Ma la celebrazione della nuova tecnologia, che talvolta è stata definita da alcuni esperti potenzialmente “distruttiva del sistema” implica anche, nella sua vision originale, il concetto di decentralizzazione che implica disintermediazione e dunque altera il riferimento del “trust” per come oggi noi lo conosciamo.

Perché la vera potenza e la straordinaria portanza della tecnologia, che sarà duttile ed utile come detto in moltissimi campi, esplica il suo reale impatto solo se sovverte il principio di centralità.
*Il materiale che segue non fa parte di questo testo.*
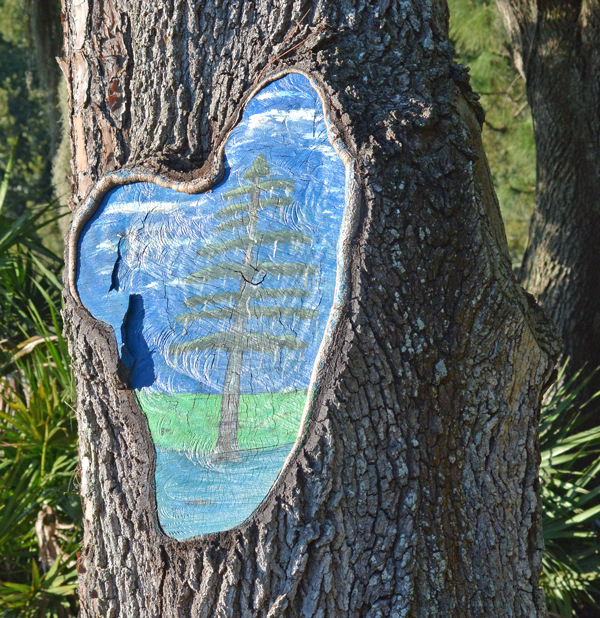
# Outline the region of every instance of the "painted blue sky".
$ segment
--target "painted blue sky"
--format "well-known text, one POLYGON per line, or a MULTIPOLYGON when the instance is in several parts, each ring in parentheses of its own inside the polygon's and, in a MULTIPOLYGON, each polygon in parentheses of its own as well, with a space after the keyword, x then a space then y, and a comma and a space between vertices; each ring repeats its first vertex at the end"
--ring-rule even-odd
POLYGON ((214 213, 227 206, 223 197, 227 191, 247 184, 242 174, 261 154, 267 157, 271 178, 291 180, 295 190, 272 192, 271 197, 287 195, 293 201, 283 210, 260 211, 258 229, 293 230, 312 241, 299 246, 265 244, 257 258, 313 264, 318 274, 267 274, 265 286, 307 294, 260 304, 316 309, 317 315, 312 320, 289 316, 249 320, 249 331, 293 335, 307 347, 246 352, 242 392, 308 387, 333 303, 345 169, 328 140, 320 98, 305 77, 294 74, 268 85, 248 103, 225 148, 225 177, 210 193, 187 195, 151 183, 117 187, 86 225, 79 241, 77 289, 92 315, 113 326, 120 353, 132 369, 134 388, 221 392, 227 352, 173 355, 170 346, 231 326, 231 320, 201 320, 185 327, 177 316, 190 311, 184 305, 186 298, 231 292, 239 286, 239 279, 233 278, 204 284, 186 278, 217 262, 241 263, 240 249, 210 259, 197 251, 244 231, 239 227, 216 231, 223 220, 214 213))

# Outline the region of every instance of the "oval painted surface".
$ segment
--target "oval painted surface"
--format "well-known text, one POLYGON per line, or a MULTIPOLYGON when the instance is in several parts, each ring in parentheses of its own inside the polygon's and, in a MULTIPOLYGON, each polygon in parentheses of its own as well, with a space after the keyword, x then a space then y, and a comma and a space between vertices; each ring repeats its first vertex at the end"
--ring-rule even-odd
POLYGON ((176 539, 241 524, 291 452, 339 291, 345 189, 319 95, 290 74, 249 101, 212 191, 118 186, 81 234, 77 290, 114 328, 176 539))

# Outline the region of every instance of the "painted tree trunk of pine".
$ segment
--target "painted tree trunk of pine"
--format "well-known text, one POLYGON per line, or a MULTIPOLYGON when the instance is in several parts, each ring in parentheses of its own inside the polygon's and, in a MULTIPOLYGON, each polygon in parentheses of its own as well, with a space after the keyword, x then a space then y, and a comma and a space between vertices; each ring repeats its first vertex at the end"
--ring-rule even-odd
MULTIPOLYGON (((233 332, 236 332, 234 325, 233 332)), ((243 332, 243 331, 237 331, 243 332)), ((219 419, 219 435, 214 450, 216 461, 239 461, 238 448, 238 410, 240 407, 240 378, 244 352, 231 350, 227 359, 225 378, 223 380, 223 399, 221 401, 221 418, 219 419)))
POLYGON ((600 4, 498 4, 527 80, 537 150, 521 279, 558 326, 572 374, 600 366, 600 4))
POLYGON ((162 535, 115 337, 66 293, 82 616, 545 616, 539 402, 556 334, 516 284, 443 2, 65 5, 73 208, 105 172, 185 176, 244 93, 314 76, 361 196, 351 302, 306 440, 233 531, 162 535))

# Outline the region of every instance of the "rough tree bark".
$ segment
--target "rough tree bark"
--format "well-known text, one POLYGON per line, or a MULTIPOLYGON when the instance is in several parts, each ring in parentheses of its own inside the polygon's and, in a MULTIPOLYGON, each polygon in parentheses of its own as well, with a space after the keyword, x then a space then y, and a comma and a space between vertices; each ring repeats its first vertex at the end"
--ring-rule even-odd
POLYGON ((573 374, 600 366, 600 3, 498 6, 527 82, 537 149, 521 280, 558 326, 573 374))
POLYGON ((114 335, 65 293, 82 616, 545 616, 537 424, 556 335, 513 278, 445 3, 64 8, 74 209, 115 168, 186 177, 284 67, 322 84, 362 203, 307 438, 229 532, 160 533, 154 448, 114 335))

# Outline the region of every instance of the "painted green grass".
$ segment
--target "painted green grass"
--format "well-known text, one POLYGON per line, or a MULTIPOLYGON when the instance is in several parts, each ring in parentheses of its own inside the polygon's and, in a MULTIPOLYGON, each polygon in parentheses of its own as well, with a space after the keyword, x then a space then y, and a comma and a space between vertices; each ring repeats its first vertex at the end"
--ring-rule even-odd
MULTIPOLYGON (((221 395, 159 394, 139 391, 158 448, 210 453, 217 444, 221 395)), ((306 390, 241 395, 240 449, 276 448, 295 442, 306 403, 306 390)))

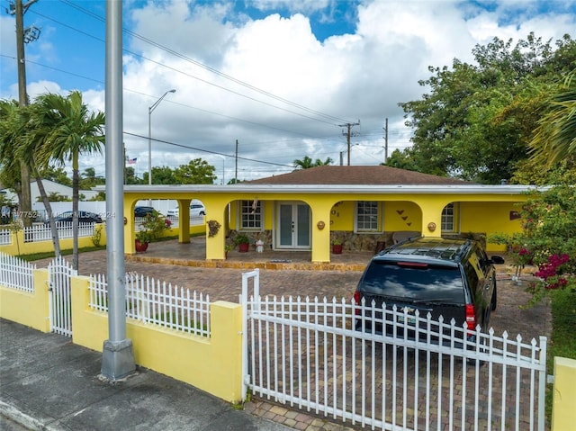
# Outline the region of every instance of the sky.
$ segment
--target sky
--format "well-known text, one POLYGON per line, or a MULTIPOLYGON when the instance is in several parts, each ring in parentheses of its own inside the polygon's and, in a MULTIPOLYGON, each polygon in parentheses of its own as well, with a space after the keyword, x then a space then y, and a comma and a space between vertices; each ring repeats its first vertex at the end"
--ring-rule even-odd
MULTIPOLYGON (((79 90, 104 112, 105 2, 33 1, 23 0, 24 27, 40 31, 25 46, 29 96, 79 90)), ((18 99, 10 3, 0 0, 6 100, 18 99)), ((398 103, 427 93, 429 66, 473 62, 474 46, 495 37, 576 37, 576 0, 128 0, 122 15, 130 166, 148 172, 149 128, 153 166, 202 158, 217 184, 288 173, 306 156, 381 164, 384 136, 388 156, 410 146, 398 103)), ((103 156, 83 155, 87 167, 105 176, 103 156)))

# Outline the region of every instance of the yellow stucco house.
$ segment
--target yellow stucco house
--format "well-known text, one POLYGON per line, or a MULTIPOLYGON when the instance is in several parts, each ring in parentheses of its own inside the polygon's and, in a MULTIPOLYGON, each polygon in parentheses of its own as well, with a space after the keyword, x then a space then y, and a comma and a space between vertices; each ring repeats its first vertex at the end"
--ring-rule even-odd
MULTIPOLYGON (((189 203, 197 199, 206 207, 207 260, 224 259, 225 245, 241 232, 253 244, 310 251, 312 262, 322 263, 330 261, 335 238, 354 252, 392 244, 395 232, 485 240, 494 232, 520 231, 518 204, 530 191, 382 166, 326 166, 231 185, 126 185, 124 214, 133 214, 139 200, 174 199, 187 220, 189 203)), ((134 220, 128 219, 124 246, 133 254, 134 220)), ((189 240, 190 232, 181 229, 179 241, 189 240)))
In sostanza, finché la blockchain verrà applicata entro i confini di realtà private e controllate alla fonte da un riferimento centralizzato – una sorta di “vigilante” esclusivo – svolgerà un lavoro molto simile alla trasformazione che è avvenuta nel passaggio dall’archiviazione cartacea a quella informatica digitale, migliorando straordinariamente l’efficienza ma non mutando il paradigma analogico.

Blockchian e rivalutazione del nostro sistema

Ma tale tecnologia possiede caratteristiche intrinseche capaci di attuare anche un mutamento del paradigma morfologico della nostra società se utilizzata più ampiamente: laddove la Condivisione rimarrebbe un’esigenza inalterata, ma la Certificazione potrebbe essere conseguenza della Condivisione e non più viceversa. In tal senso davvero una rivalutazione del nostro sistema.

In questa prospettiva, la blockchain determinerebbe una rivisitazione delle modalità di erogazione e governance di molti servizi. È lecito immaginare, infatti, che qualsiasi attività attualmente regolata da una “autorità centrale” potrà essere riorganizzata in un “peer to peer, trust-based network”.

Questa trasformazione potrebbe condurre a un ridimensionamento di una grande quantità di strutture, e non ci riferiamo solo a istituti di credito, organismi notarili o legali e via dicendo, bensì anche ai giganti del web, oggi dei veri e propri monopoli della trattazione e dell’accesso ai dati, il cui ruolo di garanzia è totalmente autoreferenziale.

Qualcuno a volte sorride ma credo che bisogna dare il giusto tempo, e non sarà certo domani, per l’assorbimento da parte del sistema.